Thing Trunk
- Company type: Limited partnership
- Industry: Video games
- Founded: 27 September 2012
- Headquarters: Warsaw, Poland
- Products: Return 2 Games (series) Book of Demons
- Members: 7
- Website: https://thingtrunk.com

= Thing Trunk =

Independent game developer located in Warsaw, Poland

Thing Trunk is an independent game developer located in Warsaw. The company was established in August 2012 by Maciej Biedrzycki, Konstanty Kalicki and Filip Starzyński, former co-funders of Twin Bottles and Codeminion (known for casual games such as Phantasmat, Ancient Quest of Saqquarah, StoneLoops! of Jurassica).

== History ==
=== Return 2 Games series ===
The company initially focused on defining principles of Return 2 Games - a series of 7 titles aiming to re-capture the feeling and experience of classic games from the '90s. The series were announced three years after creation of the studio (2015). All games in the series will utilize card mechanics and take place in the same setting (called Paperverse) in which characters and objects are made of cut and folded paper. Games from the series are aimed at mid-core gamers. Games are made in CUG (Thing Trunk's in-house engine).
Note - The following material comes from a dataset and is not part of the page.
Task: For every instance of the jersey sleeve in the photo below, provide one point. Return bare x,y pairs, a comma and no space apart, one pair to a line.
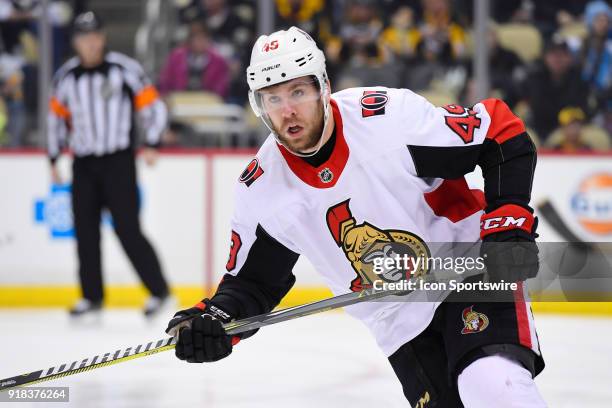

=== Awards and nominations ===

- Indie of the Year Awards 2017 - 10th place, IndieDB
- Momocon 2017 - "Indie Award Finalist", Atlanta
- Casual Connect 2016 - 1st place in Best Game Art, Tel Aviv
- Digital Dragons 2016 - 3rd place in Indie Showcase - Best Indie Game, Kraków
- Freegalaktus 2016 - "Best Game" in Jury's Choice category
- Pixel Heaven 2016 - "Pixel.Award Finalist", Warsaw

== Games ==
- Book of Demons - the game is the first installment of Return 2 Games series. The game was designed as a tribute to the classic isometric hack'n'slashes. Since 2016 the game is available on Steam.
- Hellcard - originally planned to be a new game mode inside the Book of Demons universe, however it was later spun off as a standalone game. It is a cooperative, roguelike deck-builder with singleplayer and multiplayer modes. Fully released for Windows in 2024.
- Book of Aliens - second 'book' (game) in the Return 2 Games series. It is a turn-based strategy game that is also a tribute to UFO: Enemy Unknown.